The precise content of the Bushidō code varied historically as the samurai class came under the influence of Zen Buddhist and Confucian thought, but its one unchanging ideal was martial spirit, including athletic and military skills as well as fearlessness toward the enemy in battle. — Britannica
When it comes to this particular showdown, I don’t have a whole lot to write because I was able to get so much of it on video. Suffice to say, I did try to rescue Jean Volejean numerous times and Gus was continuously successful finding all the different locations the vole was given to escape.
One of the escape plans I came up with was releasing Jean into the cinder blocks of the fairy garden. We know that there are tunnels leading from the blocks. We put peanuts there often. After I put Jean in the garden wall, I made sure Gus wasn’t wandering off anywhere he shouldn’t. That didn’t require any effort as he made his way right over to the fairy garden and sniffed around. I aimed my camera into the cinder block with the flash on because I couldn’t tell if Jean was okay and alive. The first photo showed him there in there like he was a prisoner in a cell. The next photo, he was gone so I thought it was safe to assume that Jean found the tunnels.
However, Jean was not safe. Gus lingered for quite a while. I could tell he was thinking, but he didn’t seem confident. He sat still for a while in between attempts at smelling for signs of Jean. Eventually though, Gus reached his arm into the hole and pulled Jean up. He threw the rodent over the garden wall and followed him a few feet before biting down on him again and walking into the snow-dusted grotto.
After I realized Gus did indeed break Jean’s back leg, which at first I thought was total back end paralysis, I didn’t want the critter to suffer. What are the odds of a rotund meadow vole surviving with a bum leg? I have no idea! But you know that moment when a fighter rousts all the strength they have left and gives it one more round? Jean did that! That vole was able to scurry across the snowy grass with a broken leg! Yet, it would stop, turn, and face Gus along the way.
Eventually I turned around so I didn’t have to witness the final few minutes of Jean’s life as Gus took it away.

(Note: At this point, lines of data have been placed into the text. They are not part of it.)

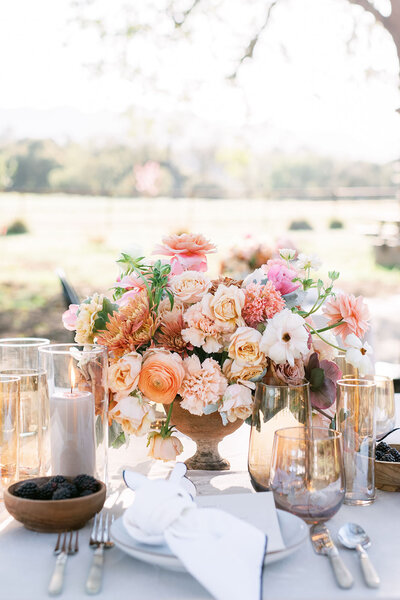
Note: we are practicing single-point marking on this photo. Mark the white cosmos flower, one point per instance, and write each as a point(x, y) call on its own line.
point(311, 261)
point(287, 253)
point(285, 337)
point(358, 354)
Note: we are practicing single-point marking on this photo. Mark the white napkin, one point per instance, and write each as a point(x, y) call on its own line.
point(224, 553)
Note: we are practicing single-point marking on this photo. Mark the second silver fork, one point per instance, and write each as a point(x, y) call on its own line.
point(99, 538)
point(62, 550)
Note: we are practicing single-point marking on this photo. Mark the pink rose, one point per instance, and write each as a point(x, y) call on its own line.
point(282, 276)
point(70, 316)
point(164, 448)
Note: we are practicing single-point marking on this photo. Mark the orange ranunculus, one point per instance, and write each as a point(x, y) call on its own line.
point(161, 375)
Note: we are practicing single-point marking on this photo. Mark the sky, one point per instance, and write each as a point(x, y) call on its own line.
point(304, 89)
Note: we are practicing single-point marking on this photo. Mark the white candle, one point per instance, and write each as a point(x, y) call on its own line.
point(72, 433)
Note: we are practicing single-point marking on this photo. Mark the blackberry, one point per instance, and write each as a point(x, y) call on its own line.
point(383, 447)
point(58, 479)
point(27, 490)
point(86, 482)
point(388, 458)
point(45, 491)
point(65, 492)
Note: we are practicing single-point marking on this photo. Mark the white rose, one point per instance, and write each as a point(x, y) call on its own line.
point(237, 402)
point(190, 286)
point(133, 413)
point(123, 376)
point(244, 347)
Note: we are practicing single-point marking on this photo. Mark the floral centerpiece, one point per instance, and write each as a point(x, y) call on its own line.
point(178, 338)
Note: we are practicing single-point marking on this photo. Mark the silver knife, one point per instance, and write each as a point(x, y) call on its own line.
point(322, 543)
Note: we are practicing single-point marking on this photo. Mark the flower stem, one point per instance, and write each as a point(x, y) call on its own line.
point(165, 427)
point(320, 336)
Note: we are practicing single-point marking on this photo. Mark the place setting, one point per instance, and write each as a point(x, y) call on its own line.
point(94, 435)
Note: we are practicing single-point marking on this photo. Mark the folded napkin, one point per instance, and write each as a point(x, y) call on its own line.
point(224, 553)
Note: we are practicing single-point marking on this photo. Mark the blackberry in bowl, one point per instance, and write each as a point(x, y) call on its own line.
point(54, 504)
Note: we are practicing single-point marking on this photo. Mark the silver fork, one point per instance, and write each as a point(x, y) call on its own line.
point(63, 548)
point(100, 539)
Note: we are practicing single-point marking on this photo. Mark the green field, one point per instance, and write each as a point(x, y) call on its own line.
point(83, 236)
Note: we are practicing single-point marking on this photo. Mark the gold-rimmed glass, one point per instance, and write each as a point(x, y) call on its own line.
point(307, 475)
point(275, 407)
point(355, 419)
point(9, 438)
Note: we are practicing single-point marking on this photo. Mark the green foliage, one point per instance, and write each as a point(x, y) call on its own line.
point(102, 317)
point(300, 225)
point(17, 227)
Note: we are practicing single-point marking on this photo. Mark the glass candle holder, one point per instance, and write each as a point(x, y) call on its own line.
point(9, 432)
point(20, 353)
point(78, 400)
point(355, 419)
point(307, 475)
point(275, 407)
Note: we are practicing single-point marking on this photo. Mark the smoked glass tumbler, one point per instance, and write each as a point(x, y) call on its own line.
point(307, 475)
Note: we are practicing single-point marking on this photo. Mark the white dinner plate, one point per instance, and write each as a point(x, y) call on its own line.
point(294, 533)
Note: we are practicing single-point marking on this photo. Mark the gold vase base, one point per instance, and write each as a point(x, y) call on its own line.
point(207, 458)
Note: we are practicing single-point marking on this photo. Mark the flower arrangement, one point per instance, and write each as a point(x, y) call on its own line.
point(173, 334)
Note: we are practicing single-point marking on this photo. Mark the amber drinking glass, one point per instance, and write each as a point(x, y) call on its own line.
point(9, 439)
point(307, 476)
point(275, 407)
point(20, 357)
point(355, 419)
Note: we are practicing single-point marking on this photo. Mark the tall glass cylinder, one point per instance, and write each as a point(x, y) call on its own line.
point(275, 407)
point(20, 357)
point(77, 383)
point(9, 438)
point(20, 353)
point(355, 419)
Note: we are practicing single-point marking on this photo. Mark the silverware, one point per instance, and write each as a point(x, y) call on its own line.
point(354, 537)
point(100, 539)
point(322, 543)
point(62, 550)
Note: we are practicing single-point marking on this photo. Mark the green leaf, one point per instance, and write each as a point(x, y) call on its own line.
point(102, 317)
point(317, 378)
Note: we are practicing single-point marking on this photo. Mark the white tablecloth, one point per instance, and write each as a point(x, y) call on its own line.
point(26, 558)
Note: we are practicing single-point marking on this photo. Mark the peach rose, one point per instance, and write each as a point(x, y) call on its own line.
point(244, 347)
point(237, 373)
point(164, 448)
point(134, 414)
point(237, 402)
point(161, 375)
point(225, 306)
point(123, 375)
point(190, 286)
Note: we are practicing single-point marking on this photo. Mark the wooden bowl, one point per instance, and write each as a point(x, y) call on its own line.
point(49, 516)
point(387, 475)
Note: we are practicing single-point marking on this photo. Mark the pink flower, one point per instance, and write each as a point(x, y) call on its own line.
point(70, 316)
point(202, 385)
point(352, 311)
point(281, 276)
point(262, 302)
point(187, 251)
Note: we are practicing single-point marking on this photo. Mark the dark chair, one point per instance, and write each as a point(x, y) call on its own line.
point(69, 294)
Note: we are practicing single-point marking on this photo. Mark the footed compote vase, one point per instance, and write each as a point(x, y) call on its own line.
point(206, 431)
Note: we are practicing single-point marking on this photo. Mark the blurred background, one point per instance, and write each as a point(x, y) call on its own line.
point(257, 123)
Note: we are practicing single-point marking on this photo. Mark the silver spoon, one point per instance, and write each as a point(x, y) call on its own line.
point(354, 537)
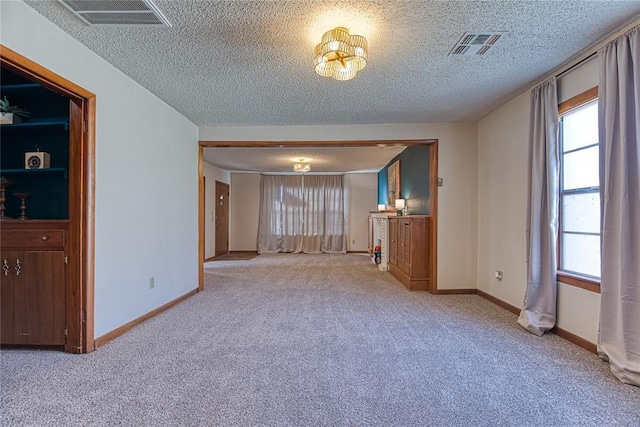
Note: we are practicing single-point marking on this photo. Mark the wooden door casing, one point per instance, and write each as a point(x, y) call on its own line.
point(222, 218)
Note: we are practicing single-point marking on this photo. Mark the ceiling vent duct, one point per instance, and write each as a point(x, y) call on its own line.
point(475, 43)
point(130, 13)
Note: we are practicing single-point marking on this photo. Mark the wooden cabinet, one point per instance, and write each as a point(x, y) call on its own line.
point(32, 290)
point(409, 259)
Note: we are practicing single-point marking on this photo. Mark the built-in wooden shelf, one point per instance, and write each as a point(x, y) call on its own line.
point(34, 171)
point(41, 122)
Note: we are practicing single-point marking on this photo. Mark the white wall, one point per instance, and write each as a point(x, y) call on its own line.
point(360, 197)
point(244, 211)
point(502, 201)
point(146, 175)
point(457, 213)
point(212, 174)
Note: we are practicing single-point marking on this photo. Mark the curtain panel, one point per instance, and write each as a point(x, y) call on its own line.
point(619, 133)
point(301, 214)
point(538, 313)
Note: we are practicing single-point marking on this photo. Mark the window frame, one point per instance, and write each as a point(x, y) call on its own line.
point(585, 282)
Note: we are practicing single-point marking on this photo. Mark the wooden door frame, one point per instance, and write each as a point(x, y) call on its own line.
point(433, 186)
point(79, 292)
point(215, 243)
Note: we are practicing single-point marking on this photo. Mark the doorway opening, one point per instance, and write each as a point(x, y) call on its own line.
point(432, 179)
point(222, 219)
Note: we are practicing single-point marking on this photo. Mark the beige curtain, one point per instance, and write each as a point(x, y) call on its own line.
point(619, 117)
point(538, 313)
point(301, 214)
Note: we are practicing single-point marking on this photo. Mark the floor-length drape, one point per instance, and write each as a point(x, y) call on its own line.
point(301, 214)
point(538, 314)
point(619, 115)
point(323, 214)
point(280, 225)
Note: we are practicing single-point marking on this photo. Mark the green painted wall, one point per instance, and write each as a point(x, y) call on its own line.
point(414, 179)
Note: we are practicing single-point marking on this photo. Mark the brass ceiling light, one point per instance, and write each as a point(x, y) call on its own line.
point(303, 164)
point(340, 55)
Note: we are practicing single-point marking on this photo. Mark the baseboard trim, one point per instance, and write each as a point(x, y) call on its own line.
point(456, 291)
point(499, 302)
point(104, 339)
point(572, 338)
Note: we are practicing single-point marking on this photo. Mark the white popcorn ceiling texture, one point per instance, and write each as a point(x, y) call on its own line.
point(323, 159)
point(241, 63)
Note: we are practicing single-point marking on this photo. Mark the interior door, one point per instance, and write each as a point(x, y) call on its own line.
point(222, 218)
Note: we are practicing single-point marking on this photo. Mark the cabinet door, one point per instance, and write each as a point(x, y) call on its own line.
point(405, 249)
point(38, 299)
point(393, 241)
point(7, 286)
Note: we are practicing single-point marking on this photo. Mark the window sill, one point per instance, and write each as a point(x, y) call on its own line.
point(592, 285)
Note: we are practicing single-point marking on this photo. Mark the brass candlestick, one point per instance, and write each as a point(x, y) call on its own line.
point(22, 195)
point(4, 183)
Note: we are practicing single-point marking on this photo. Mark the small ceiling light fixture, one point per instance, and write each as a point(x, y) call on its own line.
point(302, 165)
point(340, 55)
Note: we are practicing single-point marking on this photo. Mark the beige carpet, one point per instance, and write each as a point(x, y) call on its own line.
point(318, 340)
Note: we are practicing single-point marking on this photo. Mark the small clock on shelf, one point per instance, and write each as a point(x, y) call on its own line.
point(36, 160)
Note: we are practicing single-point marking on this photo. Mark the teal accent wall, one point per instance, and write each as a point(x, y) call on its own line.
point(414, 179)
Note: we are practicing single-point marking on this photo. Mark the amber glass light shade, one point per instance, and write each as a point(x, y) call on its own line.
point(340, 55)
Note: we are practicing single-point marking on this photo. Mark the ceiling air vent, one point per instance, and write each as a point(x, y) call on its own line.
point(117, 12)
point(475, 43)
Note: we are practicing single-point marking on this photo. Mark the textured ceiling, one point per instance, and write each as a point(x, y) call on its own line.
point(235, 63)
point(323, 160)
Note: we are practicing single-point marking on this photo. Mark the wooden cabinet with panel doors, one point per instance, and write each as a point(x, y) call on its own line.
point(32, 290)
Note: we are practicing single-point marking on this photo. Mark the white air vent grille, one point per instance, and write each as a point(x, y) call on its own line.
point(117, 12)
point(475, 43)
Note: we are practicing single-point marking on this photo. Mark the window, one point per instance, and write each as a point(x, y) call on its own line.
point(579, 213)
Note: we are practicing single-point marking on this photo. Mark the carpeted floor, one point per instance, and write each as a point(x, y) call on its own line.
point(310, 340)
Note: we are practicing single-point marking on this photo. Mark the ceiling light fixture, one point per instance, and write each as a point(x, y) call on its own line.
point(340, 55)
point(301, 167)
point(302, 164)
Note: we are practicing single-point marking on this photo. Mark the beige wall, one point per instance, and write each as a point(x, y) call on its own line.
point(244, 211)
point(457, 228)
point(502, 201)
point(211, 174)
point(146, 218)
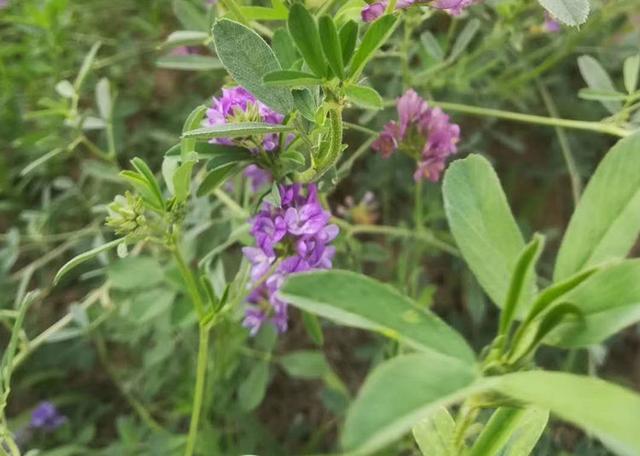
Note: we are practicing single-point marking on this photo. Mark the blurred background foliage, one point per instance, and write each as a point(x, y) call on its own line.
point(87, 85)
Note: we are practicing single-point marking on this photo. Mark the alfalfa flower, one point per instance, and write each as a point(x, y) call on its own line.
point(293, 237)
point(423, 132)
point(46, 417)
point(237, 105)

Folks, this was an amazing event of domesticated cat vs. nature. You do remember I was the human who took baby mice to a rescue center, right? I can’t possibly save every critter Gus finds. He does what a cat is supposed to do. I only wish it wasn’t cat nature to play with prey. Just kill it already. Be swift about it. In the last case file, I was talking about channeling that inner panther. There’s a viral video of a leopard taking down a crocodile. Since Gus isn’t hunting for food, it’s sport and exercise which he desperately needs. So do I, but I’m human and lazy and have computers, books, and a TV for entertainment.